今天看Linux内核代码时,看到了radix tree,从书上大概地了解了radix tree的一些基本知识,包括它的结构和操作。由于Linux内核代码不容易看懂,因此,打算自己家先实现一下radix tree,然后再看内核中的代码,由于懒得去查radix tree的标准表示方式,所以,这里radix tree的结构与Linux内核使用的类似。
首先,简单说一下radix tree的结构。
radix tree的叶节点是存放在树中的数据,内节点包含子节点的指针,每个内节点的孩子个数固定,Linux内核一般设置为64,也就是内节点包含64个指针,内节点还包括本节点的有效孩子个数以及所在的层次,这里为了简单,并没有包含Linux内核内节点那么多数据。
radix tree的使用主要是提高查询效率,因此,这里说一下radix tree的查询操作:
每个内节点包含的指针个数是pow(2, n),好处是可以通过提取索引值的n位来得到该层的索引。由于这里采用的是pow(2, 6),因此,每层的索引值是6位。比如下图中的索引值131,转换成16进制就是0x00000083,内节点中存放的有当前节点所在的层次(从下往上计算),那么,提取第二层的索引值是2,因此取第二层的slot[2]转到第一层,然后提取第一层的索引值,是3,因此,提取第一层的slot[3],由于这是第一层了,于是,遍历结束,所得到的slot[3]就是希望查询的数据的指针。
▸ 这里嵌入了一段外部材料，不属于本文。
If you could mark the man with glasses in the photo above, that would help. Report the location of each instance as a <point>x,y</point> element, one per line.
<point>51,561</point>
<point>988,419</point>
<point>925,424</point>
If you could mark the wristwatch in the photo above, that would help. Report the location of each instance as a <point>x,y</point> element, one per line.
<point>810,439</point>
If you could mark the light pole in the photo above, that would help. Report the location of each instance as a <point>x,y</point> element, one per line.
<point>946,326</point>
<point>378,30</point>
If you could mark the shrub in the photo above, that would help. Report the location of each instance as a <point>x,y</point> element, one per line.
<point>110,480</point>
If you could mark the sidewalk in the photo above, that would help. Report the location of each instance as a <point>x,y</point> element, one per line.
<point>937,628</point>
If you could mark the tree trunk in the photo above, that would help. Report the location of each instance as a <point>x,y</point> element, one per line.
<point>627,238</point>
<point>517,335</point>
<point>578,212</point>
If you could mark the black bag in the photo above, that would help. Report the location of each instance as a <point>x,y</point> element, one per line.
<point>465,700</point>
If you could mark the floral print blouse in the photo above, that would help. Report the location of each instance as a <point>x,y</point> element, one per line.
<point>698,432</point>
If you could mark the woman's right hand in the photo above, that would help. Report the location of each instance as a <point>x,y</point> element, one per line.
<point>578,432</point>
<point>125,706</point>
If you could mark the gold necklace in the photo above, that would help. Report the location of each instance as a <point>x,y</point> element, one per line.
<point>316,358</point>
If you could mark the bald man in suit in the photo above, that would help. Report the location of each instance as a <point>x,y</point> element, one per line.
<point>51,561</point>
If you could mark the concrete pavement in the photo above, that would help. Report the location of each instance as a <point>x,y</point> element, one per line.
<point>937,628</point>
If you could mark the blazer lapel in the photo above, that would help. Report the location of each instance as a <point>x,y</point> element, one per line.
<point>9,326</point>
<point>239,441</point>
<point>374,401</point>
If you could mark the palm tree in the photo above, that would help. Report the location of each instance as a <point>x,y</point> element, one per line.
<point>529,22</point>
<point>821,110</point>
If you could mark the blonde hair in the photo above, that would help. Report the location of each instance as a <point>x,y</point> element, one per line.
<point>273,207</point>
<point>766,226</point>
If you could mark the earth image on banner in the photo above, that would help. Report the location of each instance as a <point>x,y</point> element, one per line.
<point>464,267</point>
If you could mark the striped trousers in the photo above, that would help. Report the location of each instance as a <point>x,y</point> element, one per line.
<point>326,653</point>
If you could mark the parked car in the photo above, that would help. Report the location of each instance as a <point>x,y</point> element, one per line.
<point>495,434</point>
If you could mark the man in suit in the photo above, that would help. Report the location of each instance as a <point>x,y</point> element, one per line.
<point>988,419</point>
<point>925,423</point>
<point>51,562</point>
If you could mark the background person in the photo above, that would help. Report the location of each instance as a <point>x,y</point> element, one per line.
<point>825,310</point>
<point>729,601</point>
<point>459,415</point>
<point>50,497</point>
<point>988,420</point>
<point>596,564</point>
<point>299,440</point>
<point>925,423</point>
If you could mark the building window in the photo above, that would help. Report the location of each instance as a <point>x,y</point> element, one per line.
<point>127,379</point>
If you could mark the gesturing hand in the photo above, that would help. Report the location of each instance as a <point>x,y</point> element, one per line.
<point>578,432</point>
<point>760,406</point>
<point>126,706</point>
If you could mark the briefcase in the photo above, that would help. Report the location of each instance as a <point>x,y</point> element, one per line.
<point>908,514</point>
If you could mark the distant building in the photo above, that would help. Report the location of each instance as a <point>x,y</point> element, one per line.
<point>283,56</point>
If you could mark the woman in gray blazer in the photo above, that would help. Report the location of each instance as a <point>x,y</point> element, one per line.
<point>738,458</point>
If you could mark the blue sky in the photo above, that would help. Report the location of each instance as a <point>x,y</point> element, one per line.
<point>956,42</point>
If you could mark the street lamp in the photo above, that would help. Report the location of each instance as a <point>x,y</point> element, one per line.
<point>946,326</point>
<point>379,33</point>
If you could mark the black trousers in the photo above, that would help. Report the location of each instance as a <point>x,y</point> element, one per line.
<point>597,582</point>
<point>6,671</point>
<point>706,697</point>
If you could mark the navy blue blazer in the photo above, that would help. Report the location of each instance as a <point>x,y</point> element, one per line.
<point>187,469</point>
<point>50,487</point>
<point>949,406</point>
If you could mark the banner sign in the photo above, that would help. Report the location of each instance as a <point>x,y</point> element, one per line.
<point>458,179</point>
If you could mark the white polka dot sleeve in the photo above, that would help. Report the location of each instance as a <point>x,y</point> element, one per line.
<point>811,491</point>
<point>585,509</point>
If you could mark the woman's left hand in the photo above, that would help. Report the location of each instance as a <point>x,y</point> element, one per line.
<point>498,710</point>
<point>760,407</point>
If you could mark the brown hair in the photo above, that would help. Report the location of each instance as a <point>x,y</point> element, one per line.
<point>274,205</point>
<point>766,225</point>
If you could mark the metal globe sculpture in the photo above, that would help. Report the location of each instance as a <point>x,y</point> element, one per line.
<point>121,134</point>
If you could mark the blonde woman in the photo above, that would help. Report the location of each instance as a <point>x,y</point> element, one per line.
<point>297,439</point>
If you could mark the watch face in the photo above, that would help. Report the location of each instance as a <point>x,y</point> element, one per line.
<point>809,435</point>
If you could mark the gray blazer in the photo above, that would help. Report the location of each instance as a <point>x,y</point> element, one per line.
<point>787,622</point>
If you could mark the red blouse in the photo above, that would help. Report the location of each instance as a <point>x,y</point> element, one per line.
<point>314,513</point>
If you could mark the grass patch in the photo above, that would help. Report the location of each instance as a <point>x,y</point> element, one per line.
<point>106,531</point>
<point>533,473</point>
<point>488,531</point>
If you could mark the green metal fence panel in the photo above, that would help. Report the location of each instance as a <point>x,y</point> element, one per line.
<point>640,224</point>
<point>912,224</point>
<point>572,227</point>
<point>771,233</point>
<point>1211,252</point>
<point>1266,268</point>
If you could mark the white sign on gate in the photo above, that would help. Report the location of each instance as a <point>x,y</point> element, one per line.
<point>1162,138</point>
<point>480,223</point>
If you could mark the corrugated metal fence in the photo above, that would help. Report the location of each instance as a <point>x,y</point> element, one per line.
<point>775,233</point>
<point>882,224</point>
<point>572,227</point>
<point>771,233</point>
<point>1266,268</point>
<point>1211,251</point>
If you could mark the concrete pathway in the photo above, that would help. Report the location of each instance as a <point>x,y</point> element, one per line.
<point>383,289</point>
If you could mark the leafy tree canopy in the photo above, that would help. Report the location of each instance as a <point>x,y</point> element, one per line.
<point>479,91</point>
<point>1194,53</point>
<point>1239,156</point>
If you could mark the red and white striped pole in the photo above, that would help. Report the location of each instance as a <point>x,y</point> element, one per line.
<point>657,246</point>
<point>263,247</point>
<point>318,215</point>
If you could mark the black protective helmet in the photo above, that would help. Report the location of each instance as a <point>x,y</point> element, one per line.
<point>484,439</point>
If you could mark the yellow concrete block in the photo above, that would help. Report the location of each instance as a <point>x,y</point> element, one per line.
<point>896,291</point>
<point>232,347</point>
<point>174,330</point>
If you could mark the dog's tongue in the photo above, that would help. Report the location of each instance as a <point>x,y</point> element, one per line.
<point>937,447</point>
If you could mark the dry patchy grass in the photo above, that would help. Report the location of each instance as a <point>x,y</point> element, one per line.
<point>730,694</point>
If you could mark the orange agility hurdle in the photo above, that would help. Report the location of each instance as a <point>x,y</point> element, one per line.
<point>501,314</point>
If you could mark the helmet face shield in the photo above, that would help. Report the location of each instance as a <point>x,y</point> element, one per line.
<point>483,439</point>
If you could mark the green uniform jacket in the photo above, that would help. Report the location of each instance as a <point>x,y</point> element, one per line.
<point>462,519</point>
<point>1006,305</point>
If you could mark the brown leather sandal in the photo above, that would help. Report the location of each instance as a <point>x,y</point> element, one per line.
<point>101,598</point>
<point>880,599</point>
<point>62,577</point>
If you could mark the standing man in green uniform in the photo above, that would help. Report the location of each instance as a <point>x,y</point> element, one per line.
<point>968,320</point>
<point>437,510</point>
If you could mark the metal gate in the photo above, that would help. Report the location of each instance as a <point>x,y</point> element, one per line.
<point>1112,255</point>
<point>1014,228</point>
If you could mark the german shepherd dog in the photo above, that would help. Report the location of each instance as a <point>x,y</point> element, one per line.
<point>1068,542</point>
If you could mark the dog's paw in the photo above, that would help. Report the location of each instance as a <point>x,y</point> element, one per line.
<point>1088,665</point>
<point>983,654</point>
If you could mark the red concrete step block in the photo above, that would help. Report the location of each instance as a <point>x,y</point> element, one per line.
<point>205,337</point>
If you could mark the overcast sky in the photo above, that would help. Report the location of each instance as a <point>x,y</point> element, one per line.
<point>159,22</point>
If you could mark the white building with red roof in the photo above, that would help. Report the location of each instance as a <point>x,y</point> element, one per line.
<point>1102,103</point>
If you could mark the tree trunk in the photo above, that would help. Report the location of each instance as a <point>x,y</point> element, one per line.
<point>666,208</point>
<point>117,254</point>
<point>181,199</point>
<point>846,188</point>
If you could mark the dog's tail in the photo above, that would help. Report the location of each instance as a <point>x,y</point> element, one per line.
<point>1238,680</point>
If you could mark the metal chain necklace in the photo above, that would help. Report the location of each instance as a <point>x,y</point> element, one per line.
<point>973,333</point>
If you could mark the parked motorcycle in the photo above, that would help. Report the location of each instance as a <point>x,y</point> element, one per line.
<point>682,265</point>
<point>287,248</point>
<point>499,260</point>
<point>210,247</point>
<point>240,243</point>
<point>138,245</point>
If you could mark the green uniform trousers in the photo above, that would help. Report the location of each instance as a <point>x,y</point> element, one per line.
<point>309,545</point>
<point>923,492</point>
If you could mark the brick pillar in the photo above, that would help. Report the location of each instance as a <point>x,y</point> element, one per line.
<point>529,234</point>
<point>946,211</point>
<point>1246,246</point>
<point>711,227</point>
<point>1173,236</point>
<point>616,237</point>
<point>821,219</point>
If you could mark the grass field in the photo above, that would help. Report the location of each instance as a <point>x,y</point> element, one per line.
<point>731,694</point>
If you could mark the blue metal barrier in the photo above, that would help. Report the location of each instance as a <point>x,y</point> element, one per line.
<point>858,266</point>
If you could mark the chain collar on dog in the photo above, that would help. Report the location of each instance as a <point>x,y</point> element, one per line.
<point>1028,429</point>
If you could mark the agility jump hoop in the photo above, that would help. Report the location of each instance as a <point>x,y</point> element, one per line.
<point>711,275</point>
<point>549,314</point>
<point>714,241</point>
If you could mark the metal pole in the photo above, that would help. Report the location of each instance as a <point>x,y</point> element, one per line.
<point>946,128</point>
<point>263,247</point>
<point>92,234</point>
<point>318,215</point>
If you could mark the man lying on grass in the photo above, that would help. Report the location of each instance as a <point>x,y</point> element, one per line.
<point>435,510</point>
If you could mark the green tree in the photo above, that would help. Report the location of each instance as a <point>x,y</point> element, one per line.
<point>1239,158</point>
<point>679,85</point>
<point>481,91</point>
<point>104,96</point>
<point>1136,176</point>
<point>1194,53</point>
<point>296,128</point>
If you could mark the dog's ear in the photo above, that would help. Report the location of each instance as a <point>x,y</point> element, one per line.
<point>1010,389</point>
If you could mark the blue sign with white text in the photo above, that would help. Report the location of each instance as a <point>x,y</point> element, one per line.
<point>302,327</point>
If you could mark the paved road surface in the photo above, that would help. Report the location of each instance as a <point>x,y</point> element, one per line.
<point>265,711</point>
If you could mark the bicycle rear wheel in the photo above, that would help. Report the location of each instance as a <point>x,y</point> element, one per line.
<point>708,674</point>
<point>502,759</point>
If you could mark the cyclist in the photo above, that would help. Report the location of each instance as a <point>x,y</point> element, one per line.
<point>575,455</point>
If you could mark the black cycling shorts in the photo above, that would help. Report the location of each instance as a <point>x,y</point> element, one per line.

《深入理解Linux内核》上关于radix tree的图示:
看了图应该很好理解了,直接贴代码吧,由于时间有限,没有对代码进行严格的测试,只测试了插入和查找操作,因此,代码有可能会有问题:
#include <iostream>
#include <fstream>
#include <string>
#include <cstring>
using namespace std;
typedef unsigned int u_int;
//常量定义
const u_int RADIX_TREE_SLOTS = 64; //一个内节点包含的最多的孩子个数
const u_int RADIX_MAX_LEVEL = 5; //最大的层数
const u_int radix_level[RADIX_MAX_LEVEL + 1] = { 0x00000000,
0x0000003F,
0x00000FC0,
0x0003F000,
0x00FC0000,
0x3F000000 }; //层次掩码,用于提取某一层上的索引值
//函数的返回值状态
enum radix_status {
INSERT_SUCC,
INSERT_FAIL,
DELETE_SUCC,
DELETE_FAIL
};
//radix tree的内节点
struct __radix_tree_node {
u_int height; //内节点的高度,从下往上算起
u_int count; //有效子节点的个数
void *slot[RADIX_TREE_SLOTS];
};
//radix tree的根节点
struct __radix_tree_root {
u_int height; //整个树的高度,不包括树根
__radix_tree_node *rnode;
};
//radix tree的页节点,存储在树中的数据,这里暂时将数据成员设置为string
struct radix_tree_data {
string str;
};
class radix_tree {
public:
radix_tree();
void radix_tree_stretch(); //将树向下扩展一层
void radix_tree_stretch_n(u_int); //将树扩展到n层
radix_status radix_tree_insert(u_int, radix_tree_data&); //插入一个索引值为index的数据
radix_status radix_tree_delete(u_int, radix_tree_data *&); //删除索引值为index的数据
radix_tree_data* radix_tree_lookup(u_int); //查询索引值为index的数据
void radix_tree_print(); //打印整棵树
~radix_tree();
private:
u_int get_want_level(u_int index) //从给定的索引值获取树所期望的层次
{
u_int level = RADIX_MAX_LEVEL;
while(level >= 0) {
if(index & radix_level[level]) {
return level;
}
--level;
}
return level;
}
u_int get_level_index(u_int index, u_int level) //从给定的索引值和层次,得到该层的索引值
{
return (index & radix_level[level]) >> ((level - 1) * 6);
}
__radix_tree_node* radix_tree_alloc_node() //分配一个树的内节点
{
__radix_tree_node *pr_node = new __radix_tree_node;
pr_node->height = 0;
pr_node->count = 0;
//for(u_int i = 0; i < RADIX_TREE_SLOTS; ++i)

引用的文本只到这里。